A retrospective review was conducted on patients with ES-SCLC who were candidates for cTRT at our institution between 2013 and 2022. The patients included in our study had biopsy-proven ES-SCLC, received ≥4 cycles of chemotherapy and achieved complete response, partial response or stable disease as per Response Evaluation Criteria in Solid Tumors V.1.1. Overall survival, progression-free survival (PFS) and recurrence patterns were compared between patients who received cTRT and those who did not. For patients who received cTRT, treatment tolerability was assessed.
We identified 123 patients with ES-SCLC who received ≥4 cycles of chemotherapy and were candidates for cTRT. Of those, 49 patients received cTRT, and 74 patients did not. From the end of chemotherapy, the control group had a median OS of 0.6 years with a 1- and 2-year OS of 23.5% and 11.0%. Within the cTRT group, the median OS was 0.9 years with a 1- and 2-year OS of 46.7% and 26.3%. Within the control group, the median PFS was 0.2 years compared with 0.4 years within the cTRT group. Intrathoracic failures in the cTRT group were lower compared with the control group (16.3% vs 29.7%). cTRT was well tolerated with no grade 3+ toxicities.

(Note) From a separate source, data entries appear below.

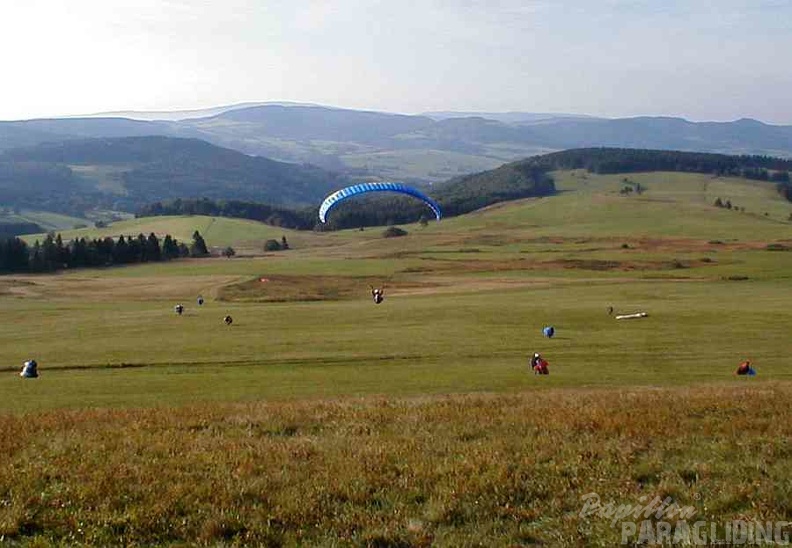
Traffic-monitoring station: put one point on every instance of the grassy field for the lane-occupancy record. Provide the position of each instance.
(319, 418)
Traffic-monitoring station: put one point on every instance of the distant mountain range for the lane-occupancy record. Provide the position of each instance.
(292, 154)
(124, 173)
(432, 147)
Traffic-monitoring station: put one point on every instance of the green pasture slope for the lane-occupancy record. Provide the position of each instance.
(320, 418)
(466, 301)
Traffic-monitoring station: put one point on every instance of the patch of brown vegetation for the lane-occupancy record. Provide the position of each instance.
(100, 288)
(485, 470)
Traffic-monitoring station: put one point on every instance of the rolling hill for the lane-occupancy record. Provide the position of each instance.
(124, 173)
(413, 148)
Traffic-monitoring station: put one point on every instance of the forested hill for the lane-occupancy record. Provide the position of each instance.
(457, 196)
(629, 160)
(127, 173)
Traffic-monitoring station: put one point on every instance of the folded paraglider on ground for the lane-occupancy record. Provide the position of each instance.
(29, 370)
(745, 368)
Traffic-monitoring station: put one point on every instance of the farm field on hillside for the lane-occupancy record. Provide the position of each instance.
(320, 418)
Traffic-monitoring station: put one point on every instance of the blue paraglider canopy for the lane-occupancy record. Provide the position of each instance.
(363, 188)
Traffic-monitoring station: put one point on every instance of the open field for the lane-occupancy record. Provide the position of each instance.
(320, 418)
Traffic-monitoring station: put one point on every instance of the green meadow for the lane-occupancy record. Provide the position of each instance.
(320, 418)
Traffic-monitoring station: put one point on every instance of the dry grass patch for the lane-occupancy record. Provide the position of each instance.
(444, 471)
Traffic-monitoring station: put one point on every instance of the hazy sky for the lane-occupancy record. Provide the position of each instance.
(698, 59)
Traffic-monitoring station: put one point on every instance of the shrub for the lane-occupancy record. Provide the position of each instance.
(394, 232)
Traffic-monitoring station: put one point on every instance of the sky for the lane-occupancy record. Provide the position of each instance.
(701, 60)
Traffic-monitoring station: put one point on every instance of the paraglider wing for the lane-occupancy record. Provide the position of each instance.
(362, 188)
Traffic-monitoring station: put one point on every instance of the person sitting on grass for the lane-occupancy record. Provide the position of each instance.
(539, 365)
(745, 369)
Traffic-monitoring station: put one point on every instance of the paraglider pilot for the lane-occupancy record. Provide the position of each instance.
(745, 369)
(539, 365)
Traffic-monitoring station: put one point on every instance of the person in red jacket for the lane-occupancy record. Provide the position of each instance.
(539, 365)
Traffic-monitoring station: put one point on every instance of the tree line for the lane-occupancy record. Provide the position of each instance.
(607, 160)
(53, 254)
(530, 177)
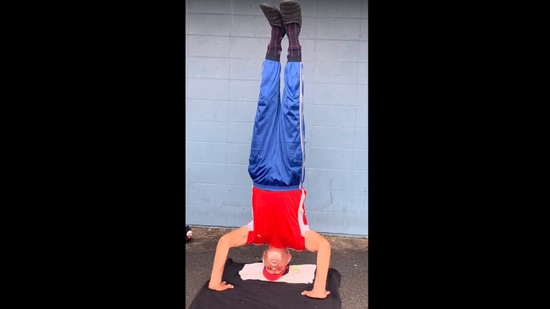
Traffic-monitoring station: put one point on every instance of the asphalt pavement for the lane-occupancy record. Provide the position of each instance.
(349, 256)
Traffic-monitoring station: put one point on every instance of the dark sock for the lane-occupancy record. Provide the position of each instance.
(274, 47)
(294, 48)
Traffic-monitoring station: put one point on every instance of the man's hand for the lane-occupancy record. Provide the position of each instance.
(222, 286)
(316, 294)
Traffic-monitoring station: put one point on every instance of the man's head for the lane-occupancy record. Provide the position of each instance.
(275, 262)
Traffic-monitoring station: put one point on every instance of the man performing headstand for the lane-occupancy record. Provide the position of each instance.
(276, 165)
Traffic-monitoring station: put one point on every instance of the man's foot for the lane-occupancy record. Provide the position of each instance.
(291, 12)
(273, 15)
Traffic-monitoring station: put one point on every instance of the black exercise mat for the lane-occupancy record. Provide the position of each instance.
(257, 294)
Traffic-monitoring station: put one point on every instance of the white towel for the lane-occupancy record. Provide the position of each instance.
(296, 273)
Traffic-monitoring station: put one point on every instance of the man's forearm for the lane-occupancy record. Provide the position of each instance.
(323, 263)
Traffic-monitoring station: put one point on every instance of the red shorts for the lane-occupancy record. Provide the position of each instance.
(278, 219)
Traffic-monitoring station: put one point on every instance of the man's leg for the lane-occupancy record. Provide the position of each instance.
(292, 122)
(263, 133)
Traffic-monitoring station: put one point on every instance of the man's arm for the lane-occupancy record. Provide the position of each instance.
(317, 243)
(235, 238)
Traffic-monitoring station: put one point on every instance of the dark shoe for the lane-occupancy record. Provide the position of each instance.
(273, 15)
(291, 12)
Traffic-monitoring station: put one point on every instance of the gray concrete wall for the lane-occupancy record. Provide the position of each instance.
(225, 45)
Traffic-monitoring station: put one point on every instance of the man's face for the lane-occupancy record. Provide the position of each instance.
(275, 261)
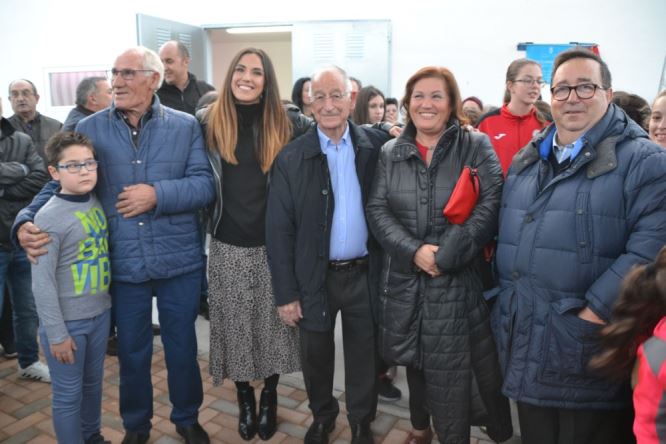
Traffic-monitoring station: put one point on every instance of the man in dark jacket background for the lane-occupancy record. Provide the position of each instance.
(181, 90)
(92, 94)
(154, 178)
(583, 202)
(322, 255)
(22, 175)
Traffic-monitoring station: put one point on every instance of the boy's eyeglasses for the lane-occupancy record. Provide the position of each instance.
(90, 165)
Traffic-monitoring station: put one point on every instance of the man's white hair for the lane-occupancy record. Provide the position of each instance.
(150, 60)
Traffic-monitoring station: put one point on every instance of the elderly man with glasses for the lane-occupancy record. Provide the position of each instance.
(26, 119)
(153, 179)
(583, 202)
(323, 259)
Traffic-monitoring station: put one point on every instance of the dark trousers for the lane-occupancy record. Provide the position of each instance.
(6, 327)
(418, 409)
(347, 293)
(178, 305)
(547, 425)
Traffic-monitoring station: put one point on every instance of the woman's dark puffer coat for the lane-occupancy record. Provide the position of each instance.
(440, 325)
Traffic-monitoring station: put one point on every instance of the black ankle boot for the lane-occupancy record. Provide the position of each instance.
(247, 414)
(267, 414)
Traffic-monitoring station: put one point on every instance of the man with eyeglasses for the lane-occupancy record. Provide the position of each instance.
(323, 259)
(181, 89)
(24, 98)
(22, 175)
(154, 177)
(583, 202)
(92, 94)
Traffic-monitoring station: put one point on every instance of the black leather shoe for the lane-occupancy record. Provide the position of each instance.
(247, 414)
(267, 414)
(135, 438)
(193, 434)
(96, 438)
(318, 433)
(361, 434)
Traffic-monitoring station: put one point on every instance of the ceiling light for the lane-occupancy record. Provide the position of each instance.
(258, 29)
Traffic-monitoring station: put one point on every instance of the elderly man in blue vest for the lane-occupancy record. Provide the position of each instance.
(583, 202)
(154, 177)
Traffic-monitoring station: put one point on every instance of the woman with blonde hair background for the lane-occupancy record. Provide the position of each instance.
(433, 318)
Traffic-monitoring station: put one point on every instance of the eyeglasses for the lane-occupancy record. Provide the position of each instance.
(126, 74)
(73, 167)
(583, 91)
(539, 82)
(24, 93)
(335, 97)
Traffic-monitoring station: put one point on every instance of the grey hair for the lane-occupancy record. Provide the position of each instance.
(85, 88)
(150, 60)
(34, 88)
(324, 69)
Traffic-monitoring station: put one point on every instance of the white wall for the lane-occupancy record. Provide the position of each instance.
(476, 39)
(279, 52)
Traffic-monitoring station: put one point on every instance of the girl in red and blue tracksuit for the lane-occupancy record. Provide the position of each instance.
(512, 127)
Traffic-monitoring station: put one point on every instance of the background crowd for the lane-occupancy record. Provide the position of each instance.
(272, 217)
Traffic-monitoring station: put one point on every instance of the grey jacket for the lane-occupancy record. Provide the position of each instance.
(22, 175)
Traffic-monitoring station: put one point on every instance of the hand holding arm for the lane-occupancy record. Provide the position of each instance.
(588, 315)
(64, 351)
(32, 240)
(425, 259)
(136, 199)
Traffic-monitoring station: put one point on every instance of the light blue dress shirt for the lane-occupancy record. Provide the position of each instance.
(349, 232)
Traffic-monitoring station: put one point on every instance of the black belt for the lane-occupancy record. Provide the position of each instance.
(348, 264)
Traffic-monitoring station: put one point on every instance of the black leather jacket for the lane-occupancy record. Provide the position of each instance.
(299, 215)
(299, 124)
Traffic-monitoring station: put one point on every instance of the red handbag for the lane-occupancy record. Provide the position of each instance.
(464, 196)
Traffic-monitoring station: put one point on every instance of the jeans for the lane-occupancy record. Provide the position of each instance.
(15, 272)
(178, 306)
(77, 388)
(347, 293)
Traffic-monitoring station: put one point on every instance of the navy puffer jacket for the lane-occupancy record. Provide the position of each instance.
(164, 242)
(440, 325)
(566, 242)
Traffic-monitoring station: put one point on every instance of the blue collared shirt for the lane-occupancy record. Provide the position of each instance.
(349, 232)
(565, 152)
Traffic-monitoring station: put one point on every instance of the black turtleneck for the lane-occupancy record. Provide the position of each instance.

The improved clinical outcomes of cTRT for patients with ES-SCLC were comparable to the reported the Chest Radiotherapy Extensive-Stage Small Cell Lung Cancer Trial (CREST) outcome, with a low rate of side effects in our study cohort.
大多数小细胞肺癌患者就诊时已处于广泛期(ES-SCLC)。一项国际随机试验表明,巩固性胸部放疗(cTRT)可使患者生存获益。我们报告我们机构采用该方案的经验。
对2013年至2022年期间在我们机构符合cTRT条件的ES-SCLC患者进行回顾性研究。纳入我们研究的患者经活检证实为ES-SCLC,接受了≥4周期化疗,并且根据实体瘤疗效评价标准V.1.1达到完全缓解、部分缓解或疾病稳定。比较接受cTRT和未接受cTRT患者的总生存期、无进展生存期(PFS)和复发模式。对于接受cTRT的患者,评估治疗耐受性。
我们确定了123例接受≥4周期化疗且符合cTRT条件的ES-SCLC患者。其中,49例患者接受了cTRT,74例患者未接受。从化疗结束起,对照组的中位总生存期为0.6年,1年和2年总生存率分别为23.5%和11.0%。在cTRT组中,中位总生存期为0.9年,1年和2年总生存率分别为46.7%和26.3%。在对照组中,中位PFS为0.2年,而cTRT组为0.4年。与对照组相比,cTRT组的胸内复发率较低(16.3%对29.7%)。cTRT耐受性良好且无3级及以上毒性。
cTRT改善了ES-SCLC患者的临床结局,与已报道的胸部放疗广泛期小细胞肺癌试验(CREST)结果相当,且在我们的研究队列中副作用发生率较低。